|Park Row in the 1970s.|
I stumbled across the above photograph of Park Row, Manhattan from the 1970s and I was curious what it looks like now. So, I did a comparison of Park Row, Manhattan in the 1970s versus in 2018. I used Google Street View to get a current view of the street, which sits directly across from New York's City Hall (and the former site of the Manhattan Post Office, but that was long ago).
I debated whether to post this entry because there really isn't much to show in the recent photos. However, I think the change in the area from a vibrant row of shops to an area under construction tells a story that needs to be known. Plus, the original photo above really captures a moment beautifully. So, let's examine the strange case of J&R Music World.
In the center of the 1970s picture above, you notice the prominent placement of "Music World." This was a fairly typical small storefront electronics store at 33 Park Row begun by Joseph and Rachelle Friedman in 1971. Such stores were a dime a dozen in Manhattan in the 1970s - you couldn't drive more than a block in midtown without seeing one. They were the places where you bought those fancy Casio calculators and CB radios, merchandise straight off the dock from Yokohama.
|The original J&R, before the rise and fall.|
However, Music World was far from typical. It enjoyed tremendous success, growing until it eventually engulfed practically the entire block. It became famous to geeks everywhere as J&R Music World, then just J&R after it branched out into computers and other areas in the 1980s and 1990s. They had good prices on things like cameras and VCRs, and eventually, you could order by mail. To strain a metaphor, it was was the Amazon of the electronics world for about twenty years.
Well, if you are very new to the tech world, you likely haven't even heard of J&R. So what happened?
Well, thanks for asking. That's a very good question. Unfortunately, it doesn't have a very good answer.
|J&R at its height, after it engulfed virtually the entire block.|
After enjoying years of unprecedented success, J&R suffered a huge blow from 9/11, as the World Trade Center was nearby and the store basically lost all of its customers for a month or more. After that, the company struggled on, but it wasn't the same. Exactly what happened is murky, but in the 2010s J&R lost its mojo entirely. The store gradually retrenched from 2012 through 2016 and now is gone entirely. Perhaps it, in fact, was a victim of Amazon, who knows.

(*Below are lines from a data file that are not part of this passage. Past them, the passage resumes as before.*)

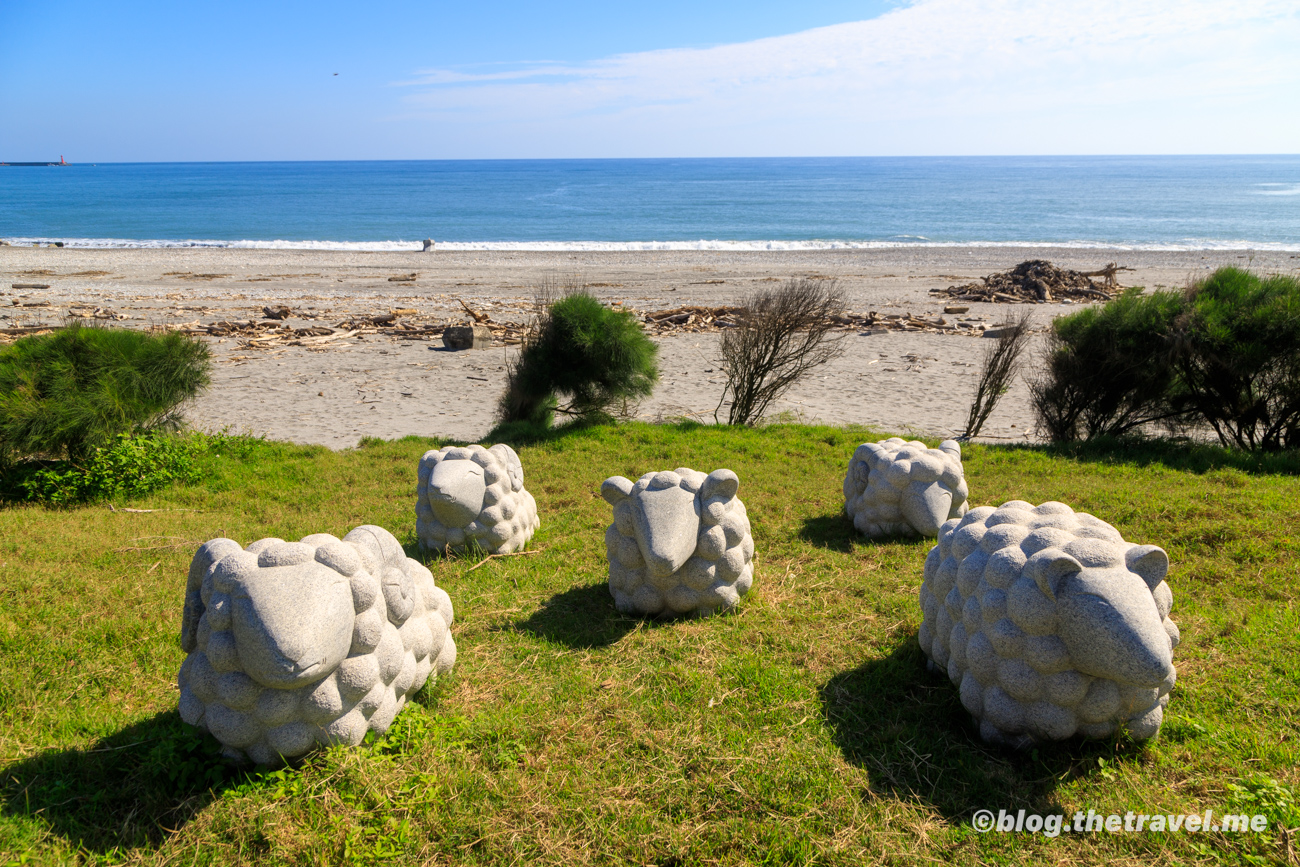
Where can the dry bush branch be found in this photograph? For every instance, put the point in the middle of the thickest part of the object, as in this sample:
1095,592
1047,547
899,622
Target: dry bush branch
1001,364
780,336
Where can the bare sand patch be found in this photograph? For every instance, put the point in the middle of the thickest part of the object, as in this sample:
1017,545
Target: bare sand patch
391,386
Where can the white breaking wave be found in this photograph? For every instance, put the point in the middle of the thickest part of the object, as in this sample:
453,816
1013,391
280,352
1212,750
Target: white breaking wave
1278,190
653,246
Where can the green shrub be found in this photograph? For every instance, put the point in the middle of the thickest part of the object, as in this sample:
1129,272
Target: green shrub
593,358
68,393
1109,369
1239,358
129,465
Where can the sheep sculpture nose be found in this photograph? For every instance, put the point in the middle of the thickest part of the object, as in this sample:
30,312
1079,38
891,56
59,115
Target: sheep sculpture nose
456,491
666,527
1113,629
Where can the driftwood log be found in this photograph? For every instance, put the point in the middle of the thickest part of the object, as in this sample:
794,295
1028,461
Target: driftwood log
1039,281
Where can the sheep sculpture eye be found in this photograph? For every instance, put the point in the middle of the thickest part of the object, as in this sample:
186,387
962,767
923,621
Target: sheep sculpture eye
1049,623
680,542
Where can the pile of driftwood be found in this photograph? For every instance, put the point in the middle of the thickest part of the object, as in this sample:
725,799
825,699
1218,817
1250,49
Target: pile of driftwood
714,319
402,324
692,319
1039,281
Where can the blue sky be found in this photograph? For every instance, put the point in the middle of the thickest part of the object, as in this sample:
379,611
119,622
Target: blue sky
243,81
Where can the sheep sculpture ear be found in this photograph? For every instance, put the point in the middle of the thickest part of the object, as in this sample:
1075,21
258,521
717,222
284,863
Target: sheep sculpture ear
1149,563
514,465
1049,568
615,489
720,482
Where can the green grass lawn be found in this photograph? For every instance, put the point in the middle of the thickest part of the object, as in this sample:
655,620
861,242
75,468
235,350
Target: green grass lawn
802,728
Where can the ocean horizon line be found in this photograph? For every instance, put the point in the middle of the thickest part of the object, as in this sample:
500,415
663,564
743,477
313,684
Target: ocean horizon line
645,246
668,159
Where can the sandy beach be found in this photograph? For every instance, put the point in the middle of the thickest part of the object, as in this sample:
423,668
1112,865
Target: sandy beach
378,385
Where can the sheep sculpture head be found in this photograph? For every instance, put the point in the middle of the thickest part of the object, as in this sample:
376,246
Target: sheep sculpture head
293,645
1051,623
898,488
469,495
679,545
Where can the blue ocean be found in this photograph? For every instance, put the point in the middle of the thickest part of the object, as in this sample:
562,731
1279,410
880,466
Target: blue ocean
1110,202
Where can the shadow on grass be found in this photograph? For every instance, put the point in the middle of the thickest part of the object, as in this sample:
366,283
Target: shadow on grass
909,729
1174,454
581,618
130,789
836,533
832,532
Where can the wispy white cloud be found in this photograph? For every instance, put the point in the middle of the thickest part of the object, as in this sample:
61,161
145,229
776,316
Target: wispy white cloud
934,77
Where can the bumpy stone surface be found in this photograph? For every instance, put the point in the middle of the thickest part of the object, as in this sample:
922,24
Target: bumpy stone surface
473,494
1049,623
297,644
679,545
898,488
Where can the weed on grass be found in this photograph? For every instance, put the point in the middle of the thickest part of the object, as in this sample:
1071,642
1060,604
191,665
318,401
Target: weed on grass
802,728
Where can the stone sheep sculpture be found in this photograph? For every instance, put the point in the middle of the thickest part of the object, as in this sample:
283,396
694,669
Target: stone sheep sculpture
300,644
1051,624
898,488
679,545
469,495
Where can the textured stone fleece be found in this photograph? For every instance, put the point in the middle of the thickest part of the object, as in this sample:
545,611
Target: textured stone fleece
900,488
472,495
300,644
680,543
1051,623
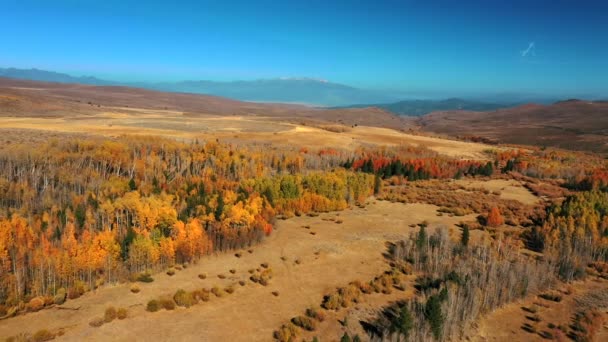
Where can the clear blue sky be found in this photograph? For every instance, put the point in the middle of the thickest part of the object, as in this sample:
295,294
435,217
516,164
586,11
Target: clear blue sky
492,46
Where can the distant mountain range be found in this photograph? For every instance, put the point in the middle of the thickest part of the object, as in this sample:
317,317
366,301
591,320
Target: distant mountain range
306,91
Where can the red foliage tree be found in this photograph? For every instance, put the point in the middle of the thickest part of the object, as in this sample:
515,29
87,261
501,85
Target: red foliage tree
495,219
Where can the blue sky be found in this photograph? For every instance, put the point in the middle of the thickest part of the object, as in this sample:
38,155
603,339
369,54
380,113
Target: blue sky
412,46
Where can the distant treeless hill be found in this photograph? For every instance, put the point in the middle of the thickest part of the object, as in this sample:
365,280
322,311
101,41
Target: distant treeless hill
32,98
422,107
303,90
571,124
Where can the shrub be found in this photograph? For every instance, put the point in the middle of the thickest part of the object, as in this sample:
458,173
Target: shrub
121,313
184,299
35,304
305,323
332,301
265,276
145,278
153,306
551,296
202,294
217,292
110,314
76,291
286,333
96,322
350,294
60,296
167,303
43,335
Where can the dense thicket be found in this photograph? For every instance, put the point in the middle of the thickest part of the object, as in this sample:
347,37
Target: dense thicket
456,284
76,213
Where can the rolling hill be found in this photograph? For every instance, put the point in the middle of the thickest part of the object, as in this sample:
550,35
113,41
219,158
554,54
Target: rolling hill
307,91
44,99
571,124
422,107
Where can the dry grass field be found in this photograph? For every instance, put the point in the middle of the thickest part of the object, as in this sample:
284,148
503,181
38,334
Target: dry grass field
305,268
47,109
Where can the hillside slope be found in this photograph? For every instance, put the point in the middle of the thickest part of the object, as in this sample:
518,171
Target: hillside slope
572,124
32,98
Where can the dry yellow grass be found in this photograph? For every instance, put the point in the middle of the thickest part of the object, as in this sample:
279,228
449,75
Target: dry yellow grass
117,121
335,256
509,189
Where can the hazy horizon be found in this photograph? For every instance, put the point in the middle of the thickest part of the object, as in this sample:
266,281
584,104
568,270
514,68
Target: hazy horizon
544,47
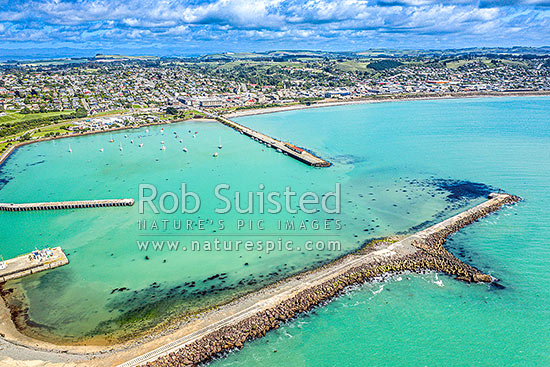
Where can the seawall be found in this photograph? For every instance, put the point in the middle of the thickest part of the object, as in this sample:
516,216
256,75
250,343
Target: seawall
419,252
22,266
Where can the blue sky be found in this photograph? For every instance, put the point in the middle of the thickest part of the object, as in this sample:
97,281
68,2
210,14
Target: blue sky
205,26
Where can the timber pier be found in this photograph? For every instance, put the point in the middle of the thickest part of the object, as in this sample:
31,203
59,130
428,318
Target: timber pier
27,264
293,151
11,207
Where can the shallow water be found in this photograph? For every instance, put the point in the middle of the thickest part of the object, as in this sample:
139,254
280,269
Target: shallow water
433,320
388,157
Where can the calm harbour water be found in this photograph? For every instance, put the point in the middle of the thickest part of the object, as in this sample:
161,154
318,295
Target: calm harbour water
394,161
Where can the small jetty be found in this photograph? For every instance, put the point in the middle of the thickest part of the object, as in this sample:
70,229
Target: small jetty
293,151
57,205
32,263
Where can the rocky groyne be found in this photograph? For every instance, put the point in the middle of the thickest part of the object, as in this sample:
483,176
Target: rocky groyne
416,253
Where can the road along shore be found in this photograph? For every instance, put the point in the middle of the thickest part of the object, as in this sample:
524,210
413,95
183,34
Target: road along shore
416,253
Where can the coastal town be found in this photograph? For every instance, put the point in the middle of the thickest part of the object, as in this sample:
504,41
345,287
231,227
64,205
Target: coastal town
52,98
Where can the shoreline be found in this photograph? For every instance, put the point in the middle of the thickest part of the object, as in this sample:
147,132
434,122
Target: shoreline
416,253
300,106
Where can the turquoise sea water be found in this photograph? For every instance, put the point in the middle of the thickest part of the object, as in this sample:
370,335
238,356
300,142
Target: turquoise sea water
394,162
431,320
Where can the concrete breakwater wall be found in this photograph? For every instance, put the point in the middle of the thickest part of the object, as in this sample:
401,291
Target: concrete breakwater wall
419,252
11,207
289,149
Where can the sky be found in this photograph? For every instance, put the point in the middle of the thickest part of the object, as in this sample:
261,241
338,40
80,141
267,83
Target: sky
193,27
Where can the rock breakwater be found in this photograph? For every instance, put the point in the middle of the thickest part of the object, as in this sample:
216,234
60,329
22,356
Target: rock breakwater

Well, not quite entirely: it still survives on a single web page promising "Stay tuned for exciting updates." However, the page has been up for about two years now without any updates, so who knows if there is any future left for J&R.
Anyway, as you can tell from the photos of the same section of the city above and below, not a trace of J&R or the other shops nearby remeans. A fancy tower, One Beekman, currently is under construction there. No more quirky little shops, no more electronics to browse through, no more little fast-food joints. Now, Park Row is becoming sterile, an urban version of a musty museum. Where crowds of people once strolled and lined up for the latest Windows operating system, now you can wander by a deserted area on your way to somewhere interesting. It's the same old story, a good thing happens, and then it goes away, and all that remains are the echoes. The final "after" picture won't even be worth showing - it will just be another large condo/coop/mixed use whatever building of a type you see everywhere. Everything that made Park Row interesting will be long gone.
Anyway, thanks for visiting this installment in my series on "The more things change, the more they stay the same."